My blood test results

I stopped Testogel 2 months ago and have been on Testo Enanthate since. I’ve got 250mg capsules injected every 2 weeks, maybe I can get half the capsule injected each time and then the rest is thrown away.
But if the full dose has done me no good, what will a reduced dose achieve. I’m turning into a skinny werewolf with a bald head, so I’m not that enthusiastic!
I await news of your demethylating experiment awor. cheers

I am sorry but there was no need for you to go on TRT. your numbers were not that bad and alot of users agree just T is not solution for us.

sps

to.robin

it’s nice to hear GH has helped you immensely with erections!

i read this same report from postfinsufferer

what dose were you on and what time did you inject? how fast did this effect kick in (in days/weeks)?

did your sleep quality improve?

you say your erections went from outstanding to very good, which for me is a really good sign… you had no trouble at all getting it up?

hope you will recover your mass! perhaps a couple cycles of 500 mg with a hrt dose of 250 mg weekly will do you good but im not sure, stick with your docs advice first… stay away from deca!!

So its down to the GH is it! (Anyway erections were not the reason I went to see doctors, I could have lived with the way I was - 80% quality and less frecuent).

It was quickly after changing from Testogel to injections and HGH that I got these tremendous erections.
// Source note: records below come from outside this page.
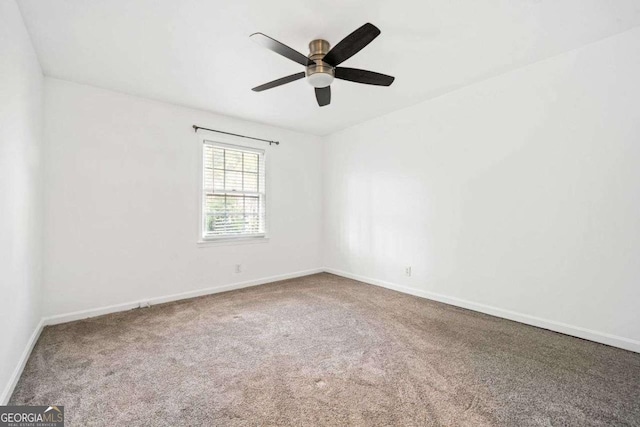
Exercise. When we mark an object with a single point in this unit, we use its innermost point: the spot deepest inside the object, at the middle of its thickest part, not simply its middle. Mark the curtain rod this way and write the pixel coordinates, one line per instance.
(195, 128)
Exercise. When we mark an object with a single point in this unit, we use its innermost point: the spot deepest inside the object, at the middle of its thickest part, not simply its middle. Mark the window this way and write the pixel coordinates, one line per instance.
(233, 199)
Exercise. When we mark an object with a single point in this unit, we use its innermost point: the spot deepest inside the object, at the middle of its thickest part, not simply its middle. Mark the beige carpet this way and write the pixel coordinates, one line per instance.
(323, 350)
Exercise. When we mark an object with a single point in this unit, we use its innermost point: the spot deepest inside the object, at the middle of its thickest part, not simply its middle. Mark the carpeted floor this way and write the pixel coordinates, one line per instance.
(323, 350)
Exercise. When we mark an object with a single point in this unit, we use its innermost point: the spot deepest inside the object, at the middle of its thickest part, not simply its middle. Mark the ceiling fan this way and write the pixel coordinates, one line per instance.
(322, 63)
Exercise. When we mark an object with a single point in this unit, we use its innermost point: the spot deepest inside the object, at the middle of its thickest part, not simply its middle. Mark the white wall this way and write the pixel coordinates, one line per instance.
(20, 191)
(518, 196)
(122, 201)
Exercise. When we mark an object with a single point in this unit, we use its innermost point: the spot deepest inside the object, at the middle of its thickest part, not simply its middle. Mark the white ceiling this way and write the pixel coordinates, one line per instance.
(198, 53)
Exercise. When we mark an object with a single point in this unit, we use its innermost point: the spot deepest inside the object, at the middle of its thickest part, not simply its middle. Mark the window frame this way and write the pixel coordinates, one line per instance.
(207, 240)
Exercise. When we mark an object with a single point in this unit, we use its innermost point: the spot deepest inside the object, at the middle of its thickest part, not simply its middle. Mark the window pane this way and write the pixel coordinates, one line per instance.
(218, 158)
(250, 162)
(233, 180)
(251, 182)
(233, 160)
(218, 179)
(233, 176)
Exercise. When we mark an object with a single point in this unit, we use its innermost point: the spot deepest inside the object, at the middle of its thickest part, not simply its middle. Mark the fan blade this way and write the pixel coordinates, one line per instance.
(279, 82)
(363, 76)
(323, 95)
(351, 44)
(282, 49)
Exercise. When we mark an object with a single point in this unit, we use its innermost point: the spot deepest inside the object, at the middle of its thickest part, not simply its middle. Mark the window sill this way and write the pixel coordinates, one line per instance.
(202, 243)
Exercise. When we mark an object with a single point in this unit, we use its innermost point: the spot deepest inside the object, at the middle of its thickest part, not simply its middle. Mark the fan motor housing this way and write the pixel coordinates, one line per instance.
(319, 74)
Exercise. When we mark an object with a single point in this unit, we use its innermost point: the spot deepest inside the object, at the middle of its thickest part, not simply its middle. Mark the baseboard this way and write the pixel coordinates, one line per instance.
(78, 315)
(576, 331)
(17, 372)
(99, 311)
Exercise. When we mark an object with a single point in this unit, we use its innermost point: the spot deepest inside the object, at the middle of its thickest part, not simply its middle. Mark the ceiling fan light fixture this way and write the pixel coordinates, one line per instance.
(320, 79)
(321, 66)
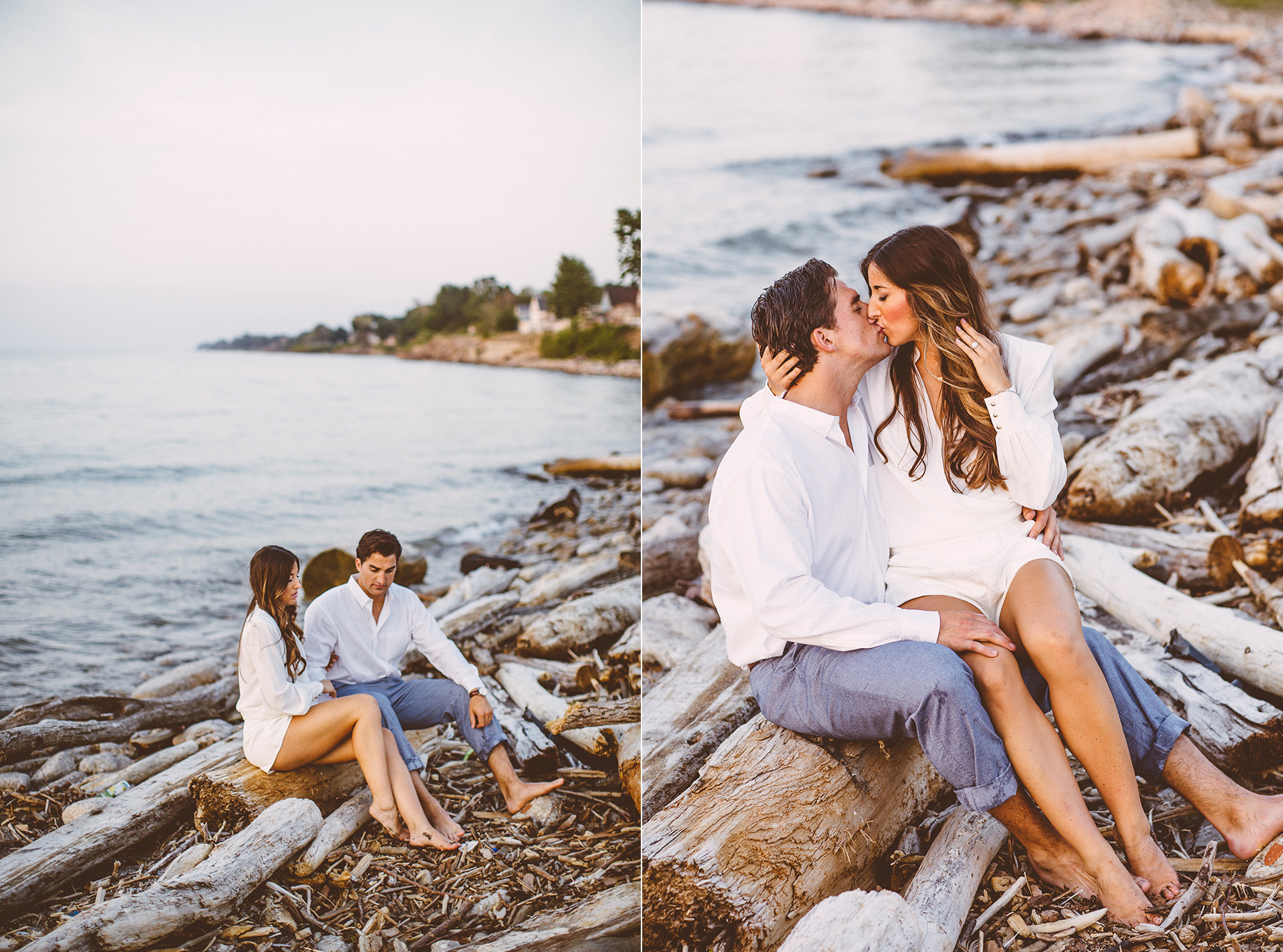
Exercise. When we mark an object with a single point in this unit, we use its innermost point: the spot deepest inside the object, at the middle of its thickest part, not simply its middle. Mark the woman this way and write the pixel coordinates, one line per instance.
(965, 440)
(287, 726)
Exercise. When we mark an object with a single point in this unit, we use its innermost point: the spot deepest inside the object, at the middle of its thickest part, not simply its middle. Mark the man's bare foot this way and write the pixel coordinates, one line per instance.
(1146, 860)
(1122, 893)
(517, 796)
(430, 837)
(1256, 822)
(389, 820)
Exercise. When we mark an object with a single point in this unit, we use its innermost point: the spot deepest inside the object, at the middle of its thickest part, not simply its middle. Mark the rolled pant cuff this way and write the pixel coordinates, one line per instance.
(992, 794)
(1156, 758)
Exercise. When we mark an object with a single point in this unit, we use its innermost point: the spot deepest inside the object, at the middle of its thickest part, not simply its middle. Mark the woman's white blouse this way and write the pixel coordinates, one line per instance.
(927, 510)
(267, 692)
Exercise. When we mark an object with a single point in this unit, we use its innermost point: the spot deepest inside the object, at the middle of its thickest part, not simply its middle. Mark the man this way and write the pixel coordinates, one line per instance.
(362, 629)
(799, 557)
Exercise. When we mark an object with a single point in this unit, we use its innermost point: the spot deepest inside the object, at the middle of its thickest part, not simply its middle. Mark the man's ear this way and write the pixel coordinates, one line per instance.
(823, 339)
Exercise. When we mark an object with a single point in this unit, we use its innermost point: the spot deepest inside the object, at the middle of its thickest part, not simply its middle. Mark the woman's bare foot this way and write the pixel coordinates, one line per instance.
(430, 837)
(1146, 860)
(389, 819)
(519, 796)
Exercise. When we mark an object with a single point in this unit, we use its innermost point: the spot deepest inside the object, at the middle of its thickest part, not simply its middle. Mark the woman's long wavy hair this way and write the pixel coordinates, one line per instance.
(269, 577)
(927, 263)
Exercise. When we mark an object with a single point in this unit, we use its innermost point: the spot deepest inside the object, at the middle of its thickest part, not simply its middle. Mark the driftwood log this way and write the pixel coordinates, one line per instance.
(1075, 154)
(43, 868)
(668, 561)
(1263, 498)
(930, 918)
(774, 825)
(1241, 648)
(1165, 334)
(1238, 733)
(206, 895)
(616, 911)
(690, 712)
(1200, 560)
(1199, 426)
(575, 627)
(128, 715)
(239, 790)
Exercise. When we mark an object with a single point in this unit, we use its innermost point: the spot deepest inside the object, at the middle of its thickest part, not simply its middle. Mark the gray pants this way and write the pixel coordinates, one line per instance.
(421, 703)
(925, 691)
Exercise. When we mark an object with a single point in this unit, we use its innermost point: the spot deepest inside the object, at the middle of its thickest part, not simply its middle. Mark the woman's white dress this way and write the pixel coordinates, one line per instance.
(270, 699)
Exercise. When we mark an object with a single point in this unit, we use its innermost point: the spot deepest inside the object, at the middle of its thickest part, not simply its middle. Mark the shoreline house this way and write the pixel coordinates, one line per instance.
(537, 317)
(620, 306)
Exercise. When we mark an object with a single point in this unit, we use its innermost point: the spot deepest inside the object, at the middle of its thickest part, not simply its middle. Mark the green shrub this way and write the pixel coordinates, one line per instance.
(602, 343)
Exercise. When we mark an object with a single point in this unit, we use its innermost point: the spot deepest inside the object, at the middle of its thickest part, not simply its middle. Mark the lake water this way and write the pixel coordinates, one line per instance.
(739, 104)
(136, 486)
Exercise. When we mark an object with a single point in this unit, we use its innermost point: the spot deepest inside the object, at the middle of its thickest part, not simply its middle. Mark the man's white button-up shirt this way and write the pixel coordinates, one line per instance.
(343, 620)
(799, 540)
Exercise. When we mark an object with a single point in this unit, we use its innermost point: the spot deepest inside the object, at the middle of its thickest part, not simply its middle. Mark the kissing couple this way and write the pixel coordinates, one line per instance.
(885, 564)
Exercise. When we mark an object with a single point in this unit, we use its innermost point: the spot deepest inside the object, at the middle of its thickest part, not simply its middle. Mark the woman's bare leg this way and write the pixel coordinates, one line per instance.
(1041, 616)
(1040, 761)
(340, 730)
(421, 832)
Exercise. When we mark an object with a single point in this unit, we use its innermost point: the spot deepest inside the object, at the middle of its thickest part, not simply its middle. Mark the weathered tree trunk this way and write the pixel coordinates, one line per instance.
(337, 829)
(1238, 733)
(665, 563)
(598, 713)
(930, 918)
(774, 825)
(1073, 154)
(579, 574)
(1165, 334)
(1200, 425)
(43, 868)
(1242, 648)
(690, 712)
(524, 688)
(239, 790)
(616, 911)
(1187, 554)
(577, 627)
(207, 893)
(616, 468)
(1263, 498)
(130, 715)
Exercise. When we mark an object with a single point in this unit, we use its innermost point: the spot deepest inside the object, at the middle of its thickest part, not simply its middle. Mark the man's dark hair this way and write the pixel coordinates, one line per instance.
(378, 540)
(788, 311)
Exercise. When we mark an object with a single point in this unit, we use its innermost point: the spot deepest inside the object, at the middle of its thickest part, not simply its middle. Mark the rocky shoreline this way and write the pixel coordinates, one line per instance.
(556, 633)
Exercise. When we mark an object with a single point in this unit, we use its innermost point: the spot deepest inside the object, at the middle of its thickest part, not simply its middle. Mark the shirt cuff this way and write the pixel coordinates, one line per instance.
(921, 627)
(1006, 410)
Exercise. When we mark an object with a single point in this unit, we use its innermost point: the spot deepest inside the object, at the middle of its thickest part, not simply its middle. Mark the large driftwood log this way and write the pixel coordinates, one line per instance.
(665, 563)
(690, 712)
(527, 692)
(575, 627)
(1200, 425)
(43, 868)
(616, 911)
(206, 895)
(1238, 733)
(930, 918)
(1058, 156)
(1165, 334)
(1263, 498)
(579, 574)
(772, 826)
(1242, 648)
(130, 715)
(1200, 560)
(239, 790)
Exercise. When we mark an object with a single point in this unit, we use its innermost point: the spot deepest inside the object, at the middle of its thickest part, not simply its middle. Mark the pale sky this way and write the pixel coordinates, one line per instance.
(178, 172)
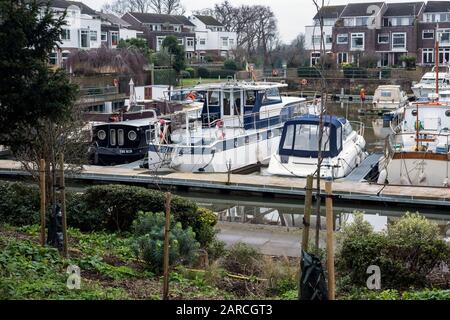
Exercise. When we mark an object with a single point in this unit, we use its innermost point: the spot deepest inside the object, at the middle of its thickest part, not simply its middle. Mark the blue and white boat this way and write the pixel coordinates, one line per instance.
(240, 125)
(343, 148)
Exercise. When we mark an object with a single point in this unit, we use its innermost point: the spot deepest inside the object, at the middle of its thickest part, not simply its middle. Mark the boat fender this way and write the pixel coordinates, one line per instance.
(404, 181)
(382, 177)
(423, 178)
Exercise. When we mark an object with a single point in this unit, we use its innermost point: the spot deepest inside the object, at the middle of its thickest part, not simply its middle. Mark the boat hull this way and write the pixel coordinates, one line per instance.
(430, 170)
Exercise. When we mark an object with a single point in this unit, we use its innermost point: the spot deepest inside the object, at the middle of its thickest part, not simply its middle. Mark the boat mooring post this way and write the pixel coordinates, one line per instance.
(63, 204)
(330, 243)
(307, 213)
(166, 247)
(42, 196)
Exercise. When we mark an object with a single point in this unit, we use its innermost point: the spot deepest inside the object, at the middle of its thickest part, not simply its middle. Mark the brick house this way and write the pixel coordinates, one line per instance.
(158, 26)
(434, 25)
(356, 31)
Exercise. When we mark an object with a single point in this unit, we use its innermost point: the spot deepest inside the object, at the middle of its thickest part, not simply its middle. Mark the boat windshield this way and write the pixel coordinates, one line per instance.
(306, 138)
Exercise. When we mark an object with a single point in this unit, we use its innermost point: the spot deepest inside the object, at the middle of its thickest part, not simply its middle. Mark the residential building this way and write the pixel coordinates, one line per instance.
(435, 25)
(82, 29)
(356, 31)
(157, 27)
(114, 29)
(330, 15)
(398, 33)
(211, 38)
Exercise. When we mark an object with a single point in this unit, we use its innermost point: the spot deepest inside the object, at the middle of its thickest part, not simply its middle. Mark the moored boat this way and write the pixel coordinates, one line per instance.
(240, 125)
(343, 148)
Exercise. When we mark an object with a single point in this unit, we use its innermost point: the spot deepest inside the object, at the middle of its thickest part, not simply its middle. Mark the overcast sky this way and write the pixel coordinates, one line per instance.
(292, 15)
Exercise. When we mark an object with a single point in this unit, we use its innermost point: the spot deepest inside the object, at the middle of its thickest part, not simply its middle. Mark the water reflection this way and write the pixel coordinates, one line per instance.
(289, 213)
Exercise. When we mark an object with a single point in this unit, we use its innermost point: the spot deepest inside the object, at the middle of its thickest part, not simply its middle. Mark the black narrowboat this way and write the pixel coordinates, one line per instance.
(119, 143)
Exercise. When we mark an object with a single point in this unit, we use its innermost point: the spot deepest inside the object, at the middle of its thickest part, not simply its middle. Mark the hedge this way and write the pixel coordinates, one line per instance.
(109, 207)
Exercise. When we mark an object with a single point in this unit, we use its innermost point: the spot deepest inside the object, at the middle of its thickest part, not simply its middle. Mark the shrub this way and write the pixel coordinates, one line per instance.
(230, 65)
(406, 253)
(204, 225)
(119, 205)
(149, 241)
(203, 72)
(19, 204)
(191, 72)
(185, 74)
(221, 73)
(243, 259)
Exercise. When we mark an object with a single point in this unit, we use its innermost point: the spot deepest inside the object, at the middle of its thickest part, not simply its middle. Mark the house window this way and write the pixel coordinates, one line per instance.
(384, 59)
(224, 42)
(64, 56)
(444, 35)
(383, 38)
(65, 35)
(53, 58)
(84, 39)
(357, 41)
(427, 55)
(398, 41)
(342, 38)
(315, 58)
(342, 57)
(93, 36)
(190, 42)
(428, 34)
(114, 38)
(363, 21)
(444, 55)
(316, 40)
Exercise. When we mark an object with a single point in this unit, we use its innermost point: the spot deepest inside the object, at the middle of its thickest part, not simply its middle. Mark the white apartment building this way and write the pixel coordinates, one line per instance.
(82, 29)
(330, 15)
(211, 38)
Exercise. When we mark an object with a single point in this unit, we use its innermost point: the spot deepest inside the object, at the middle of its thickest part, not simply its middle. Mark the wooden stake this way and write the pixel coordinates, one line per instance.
(307, 215)
(63, 204)
(330, 244)
(43, 193)
(166, 248)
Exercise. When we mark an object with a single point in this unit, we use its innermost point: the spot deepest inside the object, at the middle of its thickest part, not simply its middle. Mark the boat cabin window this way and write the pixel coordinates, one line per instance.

I think it reduced my sleeping hours because of waking up too early with erections! - I think this has stabilised now, my working day allows me a nap in the afternoon to make up.

My dilemma is that the penis and my hair are certainly not androgen resistant but the muscles are (also brain fog, dry skin)

Yes i really think so. The other member mentioned it and i also have a report of a guy on t nation who had major success (brentf13) with HGH for erections.

This it he link:

tnation.t-nation.com/free_online … 8&pageNo=0

It is said by Hertoghe that the use of GH can shorten your sleep, in essence you sleep way deeper.

If you have the possibility, please stop the use of GH for a week and then retry, then you have confirmed it is your holy grail!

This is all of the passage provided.